Several outliers will affect Georgia’s ability to sustain drives, starting with South Carolina’s physical front four, the strongest unit of Lorenzo Ward’s attacking defense. What the Gamecocks lack in size and strength compared to Georgia’s three monstrous run-stoppers — John Jenkins, Kwame Geathers and Abry Jones — they make up for with speed and athleticism. All-American candidate bookends Jadeveon Clowney and Devin Taylor are two of the best pass-rushers the Bulldogs will face this season, and they happen to be on the same team.
We all remember Clowney’s fourth-quarter rag doll sack of Murray in Athens last season, a play that resulted in a scoop-and-score for first-round pick Melvin Ingram and ultimately clinched the win for the Gamecocks. But are the Bulldogs ready for Taylor, a 6-foot-8 senior with a knack for batting down passes at the line of scrimmage? Taylor has one of the SEC’s longest wingspans and single-handedly disrupts running plays to the right side of the field. UGA’s Gurley and Marshall’s expertise between the tackles and not outside could be Georgia’s best feasible option on the ground.
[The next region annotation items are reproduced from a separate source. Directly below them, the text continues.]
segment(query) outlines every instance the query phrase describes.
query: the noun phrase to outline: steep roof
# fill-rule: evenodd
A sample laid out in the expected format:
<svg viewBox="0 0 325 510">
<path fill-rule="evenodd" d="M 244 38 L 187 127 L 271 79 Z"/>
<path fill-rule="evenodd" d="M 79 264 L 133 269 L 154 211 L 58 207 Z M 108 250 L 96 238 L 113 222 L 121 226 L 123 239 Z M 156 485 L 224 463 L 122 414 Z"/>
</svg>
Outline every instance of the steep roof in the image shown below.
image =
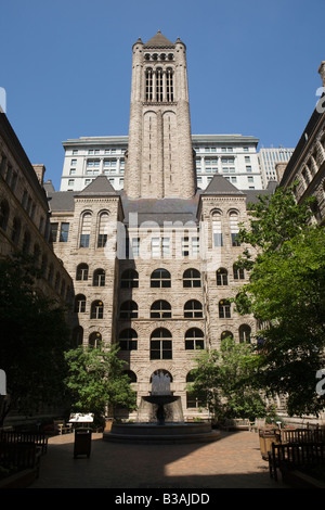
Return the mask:
<svg viewBox="0 0 325 510">
<path fill-rule="evenodd" d="M 174 44 L 165 37 L 160 30 L 157 31 L 157 34 L 152 37 L 145 44 L 143 44 L 144 48 L 174 48 Z"/>
<path fill-rule="evenodd" d="M 110 184 L 106 176 L 98 176 L 90 184 L 88 184 L 80 193 L 76 193 L 75 196 L 84 196 L 84 195 L 106 195 L 114 194 L 116 191 Z"/>
<path fill-rule="evenodd" d="M 245 195 L 243 191 L 239 191 L 223 176 L 216 174 L 209 186 L 203 192 L 203 195 L 207 194 L 232 194 L 232 195 Z"/>
</svg>

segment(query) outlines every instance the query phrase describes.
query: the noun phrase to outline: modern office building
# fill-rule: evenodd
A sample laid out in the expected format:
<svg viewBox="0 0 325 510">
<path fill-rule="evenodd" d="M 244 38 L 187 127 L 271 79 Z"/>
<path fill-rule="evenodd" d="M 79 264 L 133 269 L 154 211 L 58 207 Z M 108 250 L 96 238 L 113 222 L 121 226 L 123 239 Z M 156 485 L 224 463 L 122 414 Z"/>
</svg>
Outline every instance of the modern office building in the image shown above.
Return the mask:
<svg viewBox="0 0 325 510">
<path fill-rule="evenodd" d="M 262 189 L 258 142 L 243 135 L 192 135 L 198 188 L 206 189 L 213 175 L 220 174 L 239 190 Z M 61 191 L 81 191 L 101 174 L 115 190 L 122 190 L 128 143 L 128 136 L 64 141 Z"/>
<path fill-rule="evenodd" d="M 262 178 L 262 187 L 266 188 L 268 182 L 277 180 L 275 166 L 277 163 L 286 164 L 290 160 L 294 149 L 278 148 L 264 148 L 262 146 L 258 152 L 258 160 L 260 165 L 260 173 Z"/>
</svg>

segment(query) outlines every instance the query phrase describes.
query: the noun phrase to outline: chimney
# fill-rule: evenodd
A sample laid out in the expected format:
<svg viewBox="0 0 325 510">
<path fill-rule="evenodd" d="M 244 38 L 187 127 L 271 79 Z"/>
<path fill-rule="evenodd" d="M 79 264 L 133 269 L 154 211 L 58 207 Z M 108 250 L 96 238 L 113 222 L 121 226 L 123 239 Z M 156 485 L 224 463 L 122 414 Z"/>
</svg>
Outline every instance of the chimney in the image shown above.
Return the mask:
<svg viewBox="0 0 325 510">
<path fill-rule="evenodd" d="M 285 169 L 287 167 L 287 163 L 276 163 L 275 165 L 275 174 L 276 174 L 276 180 L 277 182 L 281 182 L 283 175 L 285 173 Z"/>
<path fill-rule="evenodd" d="M 39 183 L 43 186 L 44 174 L 46 174 L 44 165 L 32 165 L 32 168 L 35 169 L 35 174 L 37 175 Z"/>
<path fill-rule="evenodd" d="M 325 61 L 321 62 L 321 65 L 318 67 L 318 73 L 322 78 L 323 87 L 325 87 Z"/>
</svg>

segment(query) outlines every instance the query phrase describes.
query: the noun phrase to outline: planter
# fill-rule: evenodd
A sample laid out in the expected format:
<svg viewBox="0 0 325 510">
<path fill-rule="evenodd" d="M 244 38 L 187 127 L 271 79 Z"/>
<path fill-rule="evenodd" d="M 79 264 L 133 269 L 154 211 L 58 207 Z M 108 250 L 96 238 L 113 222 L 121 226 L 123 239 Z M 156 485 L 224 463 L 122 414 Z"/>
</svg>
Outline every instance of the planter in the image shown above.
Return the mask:
<svg viewBox="0 0 325 510">
<path fill-rule="evenodd" d="M 281 444 L 281 438 L 275 430 L 260 430 L 259 436 L 262 459 L 269 460 L 269 451 L 272 450 L 272 443 L 278 445 Z"/>
</svg>

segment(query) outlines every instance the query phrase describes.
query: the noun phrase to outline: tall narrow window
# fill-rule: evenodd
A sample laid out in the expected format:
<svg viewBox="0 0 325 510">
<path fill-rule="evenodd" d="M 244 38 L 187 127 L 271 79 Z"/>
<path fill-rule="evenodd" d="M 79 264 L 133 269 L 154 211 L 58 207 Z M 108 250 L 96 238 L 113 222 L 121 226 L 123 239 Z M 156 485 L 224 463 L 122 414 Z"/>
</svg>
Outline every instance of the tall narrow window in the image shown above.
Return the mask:
<svg viewBox="0 0 325 510">
<path fill-rule="evenodd" d="M 22 229 L 21 220 L 18 218 L 14 218 L 13 224 L 12 224 L 11 240 L 15 244 L 18 244 L 20 242 L 21 229 Z"/>
<path fill-rule="evenodd" d="M 221 299 L 219 302 L 219 318 L 220 319 L 231 318 L 231 304 L 226 299 Z"/>
<path fill-rule="evenodd" d="M 230 229 L 231 229 L 231 234 L 232 234 L 232 245 L 240 246 L 239 239 L 238 239 L 238 232 L 239 232 L 238 213 L 233 211 L 232 213 L 230 213 L 229 218 L 230 218 Z"/>
<path fill-rule="evenodd" d="M 185 333 L 185 349 L 194 350 L 205 347 L 204 332 L 198 328 L 191 328 Z"/>
<path fill-rule="evenodd" d="M 173 82 L 172 82 L 172 68 L 168 67 L 166 71 L 166 85 L 167 85 L 167 101 L 173 101 Z"/>
<path fill-rule="evenodd" d="M 148 67 L 145 72 L 145 99 L 153 100 L 153 69 Z"/>
<path fill-rule="evenodd" d="M 108 213 L 102 213 L 100 216 L 98 247 L 104 247 L 107 241 Z"/>
<path fill-rule="evenodd" d="M 222 225 L 221 225 L 221 213 L 214 211 L 212 213 L 212 237 L 213 237 L 213 246 L 222 246 Z"/>
<path fill-rule="evenodd" d="M 105 286 L 105 271 L 104 269 L 96 269 L 93 272 L 93 286 Z"/>
<path fill-rule="evenodd" d="M 104 304 L 102 301 L 96 299 L 91 304 L 90 318 L 103 319 L 103 316 L 104 316 Z"/>
<path fill-rule="evenodd" d="M 89 247 L 91 228 L 91 214 L 86 213 L 82 216 L 81 233 L 80 233 L 80 247 Z"/>
<path fill-rule="evenodd" d="M 162 69 L 161 67 L 158 67 L 156 69 L 156 100 L 158 102 L 161 102 L 164 100 L 164 93 L 162 93 Z"/>
<path fill-rule="evenodd" d="M 151 359 L 172 359 L 172 336 L 170 331 L 158 328 L 151 336 Z"/>
<path fill-rule="evenodd" d="M 75 313 L 83 314 L 86 311 L 86 296 L 83 294 L 78 294 L 75 297 Z"/>
<path fill-rule="evenodd" d="M 78 281 L 88 280 L 88 264 L 79 264 L 77 266 L 76 280 Z"/>
<path fill-rule="evenodd" d="M 69 224 L 61 224 L 60 242 L 66 243 L 69 234 Z"/>
<path fill-rule="evenodd" d="M 227 270 L 221 267 L 217 271 L 217 285 L 227 285 Z"/>
<path fill-rule="evenodd" d="M 200 272 L 197 269 L 186 269 L 183 275 L 184 288 L 200 286 Z"/>
</svg>

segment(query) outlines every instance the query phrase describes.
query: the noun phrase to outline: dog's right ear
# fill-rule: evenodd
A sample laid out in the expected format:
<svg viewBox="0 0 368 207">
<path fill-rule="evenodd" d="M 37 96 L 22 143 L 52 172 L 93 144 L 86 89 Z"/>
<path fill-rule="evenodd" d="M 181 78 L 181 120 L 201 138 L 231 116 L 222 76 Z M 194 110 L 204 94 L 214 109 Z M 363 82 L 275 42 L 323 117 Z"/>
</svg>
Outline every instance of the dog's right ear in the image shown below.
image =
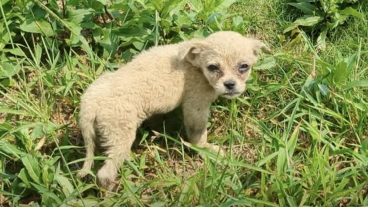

South Carolina will look to stop the run first and if that happens, touchdown drives — and UGA’s shot at staying unbeaten — falls on Murray. How has the junior signal-caller performed throughout his career against quality competition? Not well. Last season, more than half (19) of Murray’s 35 touchdown passes came against Coastal Carolina, New Mexico, Georgia Tech, Auburn and Vanderbilt. Against Mississippi State, LSU and Michigan State — all ranked teams — Murray’s numbers were a pedestrian 5 TDs and 7 INTs.
He’s 0-2 against the Gamecocks, winless in bowls and has never won a road game against a ranked SEC team. In all, UGA is just 2-8 against ranked teams with Murray under center. If the passing game is forced to beat South Carolina, that would spell trouble for Georgia. South Carolina’s much-maligned first-team secondary coming into the season without Stephon Gilmore and Antonio Allen has fared better than expected thus far with just two touchdowns allowed through the air but haven’t been largely tested yet. The Gamecocks’ three linebackers are each multi-year senior starters and leaders on defense.
As Georgia coach Mark Richt would attest, this weekend’s road trip is likely the Bulldogs’ toughest test this season. UGA has one other ranked team on the schedule (Florida) and faces two of the West’s worst down the stretch. Saturday would mark Murray’s best collegiate win and one that could impact the Bulldogs’ run to an SEC and perhaps, BCS title.